Application of Design Experiments in Optimizing Silica Extraction from Coal Fly Ash and the Product Characterization

Abstract

Mesoporous silica was successfully extracted from coal fly ash using the sol-gel method at optimum temperature and stirring speed. To optimize conditions for silica extraction the temperature response and stirring speed were analyzed using Design-Expert software with a central composite design under response surface methodology. The study yielded optimal conditions at 80 °C and 260 rpm. The ideal response under these circumstances yielded 7.8% coal fly ash silica (SCFA). Fourier transform infrared spectroscopy analysis results showed that the SCFA had a wavelength of specific silica compounds at 1013 cm⁻¹, which is the result of intermittent strain vibrations caused by Si–O–Si.

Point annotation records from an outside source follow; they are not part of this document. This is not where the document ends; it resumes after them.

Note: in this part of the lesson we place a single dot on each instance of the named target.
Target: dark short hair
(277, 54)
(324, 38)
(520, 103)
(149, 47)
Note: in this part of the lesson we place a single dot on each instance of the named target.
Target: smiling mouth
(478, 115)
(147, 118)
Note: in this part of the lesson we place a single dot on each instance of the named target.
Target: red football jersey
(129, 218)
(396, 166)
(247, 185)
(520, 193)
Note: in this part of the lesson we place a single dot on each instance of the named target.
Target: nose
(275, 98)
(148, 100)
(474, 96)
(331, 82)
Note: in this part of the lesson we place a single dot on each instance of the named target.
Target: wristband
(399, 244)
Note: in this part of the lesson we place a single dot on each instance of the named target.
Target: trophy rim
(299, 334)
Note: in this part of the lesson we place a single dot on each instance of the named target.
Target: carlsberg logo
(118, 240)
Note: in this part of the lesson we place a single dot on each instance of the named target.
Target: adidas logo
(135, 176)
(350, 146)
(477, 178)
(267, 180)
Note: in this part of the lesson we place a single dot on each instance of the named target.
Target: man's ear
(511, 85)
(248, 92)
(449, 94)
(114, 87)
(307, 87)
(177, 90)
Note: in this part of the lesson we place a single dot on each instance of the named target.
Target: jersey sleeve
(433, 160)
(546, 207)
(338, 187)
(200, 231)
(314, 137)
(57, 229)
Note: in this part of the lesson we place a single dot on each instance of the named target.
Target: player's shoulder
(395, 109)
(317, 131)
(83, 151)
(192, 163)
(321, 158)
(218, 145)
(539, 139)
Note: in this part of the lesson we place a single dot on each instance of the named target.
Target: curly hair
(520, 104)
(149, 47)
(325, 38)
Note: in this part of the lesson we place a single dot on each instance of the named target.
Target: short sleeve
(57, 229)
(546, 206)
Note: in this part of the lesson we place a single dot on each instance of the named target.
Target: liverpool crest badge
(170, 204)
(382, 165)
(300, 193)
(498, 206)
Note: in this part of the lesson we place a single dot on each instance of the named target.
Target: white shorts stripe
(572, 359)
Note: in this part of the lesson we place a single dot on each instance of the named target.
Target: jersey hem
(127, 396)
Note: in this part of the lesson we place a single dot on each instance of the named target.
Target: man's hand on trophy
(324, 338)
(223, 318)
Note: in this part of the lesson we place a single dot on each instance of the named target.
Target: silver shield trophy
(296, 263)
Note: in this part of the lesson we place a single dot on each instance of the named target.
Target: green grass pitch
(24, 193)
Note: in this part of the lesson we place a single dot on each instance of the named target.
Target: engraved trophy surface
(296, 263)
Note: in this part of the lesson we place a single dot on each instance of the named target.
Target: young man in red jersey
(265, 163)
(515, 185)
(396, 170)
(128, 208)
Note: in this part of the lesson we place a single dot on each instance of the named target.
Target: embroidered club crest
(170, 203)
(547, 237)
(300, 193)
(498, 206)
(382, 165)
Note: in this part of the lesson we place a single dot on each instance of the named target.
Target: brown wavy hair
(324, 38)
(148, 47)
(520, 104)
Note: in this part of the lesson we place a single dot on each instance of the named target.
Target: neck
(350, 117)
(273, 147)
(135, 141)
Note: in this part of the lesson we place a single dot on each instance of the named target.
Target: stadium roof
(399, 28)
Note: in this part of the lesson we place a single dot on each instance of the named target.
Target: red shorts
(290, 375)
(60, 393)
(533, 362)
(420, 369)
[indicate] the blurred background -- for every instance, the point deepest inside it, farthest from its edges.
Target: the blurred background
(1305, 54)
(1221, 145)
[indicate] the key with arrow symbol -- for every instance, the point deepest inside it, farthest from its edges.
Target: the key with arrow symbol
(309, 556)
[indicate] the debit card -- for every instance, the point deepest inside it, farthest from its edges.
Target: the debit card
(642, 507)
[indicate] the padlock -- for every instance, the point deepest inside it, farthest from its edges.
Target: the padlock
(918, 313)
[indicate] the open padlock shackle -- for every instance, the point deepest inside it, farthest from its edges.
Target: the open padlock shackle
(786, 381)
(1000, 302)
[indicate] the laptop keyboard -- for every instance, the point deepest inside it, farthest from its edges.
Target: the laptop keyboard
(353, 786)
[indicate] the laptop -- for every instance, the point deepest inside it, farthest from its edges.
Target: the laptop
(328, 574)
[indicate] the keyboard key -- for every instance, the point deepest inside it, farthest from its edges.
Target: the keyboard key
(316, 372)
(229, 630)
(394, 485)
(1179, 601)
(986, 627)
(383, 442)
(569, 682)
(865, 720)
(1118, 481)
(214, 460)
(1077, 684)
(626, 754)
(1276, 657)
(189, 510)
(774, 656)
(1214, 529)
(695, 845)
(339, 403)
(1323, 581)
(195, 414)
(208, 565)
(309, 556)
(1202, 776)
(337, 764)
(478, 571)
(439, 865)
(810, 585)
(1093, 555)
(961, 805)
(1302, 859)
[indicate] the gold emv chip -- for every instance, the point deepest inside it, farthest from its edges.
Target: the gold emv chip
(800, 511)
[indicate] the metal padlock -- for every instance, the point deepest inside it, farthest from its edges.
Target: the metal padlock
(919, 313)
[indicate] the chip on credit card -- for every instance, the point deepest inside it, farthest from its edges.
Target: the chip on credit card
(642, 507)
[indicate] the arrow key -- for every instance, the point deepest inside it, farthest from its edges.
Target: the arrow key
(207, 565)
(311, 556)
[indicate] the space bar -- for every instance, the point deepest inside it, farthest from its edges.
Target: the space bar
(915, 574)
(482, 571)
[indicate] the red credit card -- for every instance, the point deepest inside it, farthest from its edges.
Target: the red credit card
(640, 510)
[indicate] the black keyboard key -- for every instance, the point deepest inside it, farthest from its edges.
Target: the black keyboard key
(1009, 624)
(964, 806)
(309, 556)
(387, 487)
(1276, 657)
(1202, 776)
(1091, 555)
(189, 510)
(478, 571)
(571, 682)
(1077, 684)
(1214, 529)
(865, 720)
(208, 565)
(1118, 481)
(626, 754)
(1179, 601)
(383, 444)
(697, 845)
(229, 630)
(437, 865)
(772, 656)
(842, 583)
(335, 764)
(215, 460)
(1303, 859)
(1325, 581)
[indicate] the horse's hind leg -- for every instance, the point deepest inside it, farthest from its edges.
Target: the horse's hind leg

Surface analysis by scanning electron microscope - energy dispersive X-ray spectroscopy reveals that the SCFA material has a relatively rough, porous surface, dominated by silicon and aluminum. The SCFA is a mesoporous material with a large surface area of 223 m²/g , a total pore volume of 0.45 cm³/g and an average pore diameter of 7.8–8.1 nm. Overall, the characterization results indicate that SCFA has a large surface area, a stable mesoporous structure and a chemical composition dominated by SiO₂ (93.35%). These characteristics make the material a promising candidate for use as a metal adsorbent, catalyst media and functional material in field environments and industries.